Performance-critical inner loops
If error checking adds measurable overhead in a tight inner loop: validate at the boundary, do unsafe operations inside, return to Result types at the exit. Measure first. Modern compilers optimize Result-based code well. You probably don't have this problem.
"Actually..."
You're thinking
“Doesn't this make the code more verbose?”
Yes. About 15%. That verbosity is honest. Every error case is visible. Every recovery strategy is explicit. You cannot accidentally ignore a failure. Compare that 15% overhead to the 3am you spent tracing a silent exception that swallowed your error and returned undefined. The verbosity is the point.
You're thinking
“What about helper methods like .unwrap() or !?”

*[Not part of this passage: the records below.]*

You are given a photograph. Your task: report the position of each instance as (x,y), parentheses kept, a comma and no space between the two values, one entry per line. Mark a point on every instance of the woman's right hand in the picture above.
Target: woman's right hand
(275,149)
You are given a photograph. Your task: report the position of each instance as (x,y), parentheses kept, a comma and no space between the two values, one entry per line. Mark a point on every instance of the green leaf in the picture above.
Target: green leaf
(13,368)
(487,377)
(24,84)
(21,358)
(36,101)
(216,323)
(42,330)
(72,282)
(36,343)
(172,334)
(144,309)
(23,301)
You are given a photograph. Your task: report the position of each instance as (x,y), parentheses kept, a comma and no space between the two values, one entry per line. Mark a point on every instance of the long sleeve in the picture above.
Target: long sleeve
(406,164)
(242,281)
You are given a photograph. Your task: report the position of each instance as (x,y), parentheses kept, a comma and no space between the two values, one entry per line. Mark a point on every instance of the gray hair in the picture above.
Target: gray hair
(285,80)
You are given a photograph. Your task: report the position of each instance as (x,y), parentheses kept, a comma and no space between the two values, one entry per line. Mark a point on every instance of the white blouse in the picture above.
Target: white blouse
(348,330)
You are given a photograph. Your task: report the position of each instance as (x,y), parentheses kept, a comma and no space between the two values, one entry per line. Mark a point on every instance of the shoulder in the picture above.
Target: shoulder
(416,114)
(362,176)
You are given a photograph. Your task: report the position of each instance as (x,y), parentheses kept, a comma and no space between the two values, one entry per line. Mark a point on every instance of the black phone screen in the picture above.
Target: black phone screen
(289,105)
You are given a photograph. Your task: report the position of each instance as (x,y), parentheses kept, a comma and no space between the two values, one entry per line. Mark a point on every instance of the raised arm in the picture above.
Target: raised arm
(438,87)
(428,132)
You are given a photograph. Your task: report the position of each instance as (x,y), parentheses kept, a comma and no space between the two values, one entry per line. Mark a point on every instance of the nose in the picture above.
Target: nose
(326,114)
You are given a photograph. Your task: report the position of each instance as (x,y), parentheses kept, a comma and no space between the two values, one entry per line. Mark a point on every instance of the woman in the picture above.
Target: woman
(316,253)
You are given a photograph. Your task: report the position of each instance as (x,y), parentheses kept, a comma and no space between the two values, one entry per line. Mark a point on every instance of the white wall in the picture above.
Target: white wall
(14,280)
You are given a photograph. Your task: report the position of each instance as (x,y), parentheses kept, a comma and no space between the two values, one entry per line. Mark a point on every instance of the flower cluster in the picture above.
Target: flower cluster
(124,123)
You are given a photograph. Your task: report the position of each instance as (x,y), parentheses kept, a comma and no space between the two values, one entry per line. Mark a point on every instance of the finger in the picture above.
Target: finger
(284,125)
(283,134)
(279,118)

Use them in examples and tests. Never in production code. Every .unwrap() in production is a bet that this particular call site will never fail. You are wrong about that bet more often than you think, and you find out at the worst possible time.
You're thinking
“How granular should error types be?”
Granular enough to make different decisions. If two errors require identical handling, they're the same type. If they require different recovery strategies, split them.
Converting legacy code: start at the edges. Wrap third-party libraries first. Write all new code with Results. Refactor inward when you touch legacy code anyway. You don't need to boil the ocean.
Errors are not exceptional. They're expected. The network goes down. Users send garbage. Third-party APIs return 500s at 2am on a Sunday. The database hiccups. The disk fills up. Every operation that touches the outside world can fail, and most of them will, eventually, on the worst possible day.
The receipt for not doing this: one night you'll spend four hours reading nested catch blocks trying to find which one swallowed the error that caused the incident. You'll find a comment that says // shouldn't happen. It happened. The comment lied. You'll fix it by adding another catch block. The next person will spend five hours.
Treat failure as the default. Your type signatures should say so.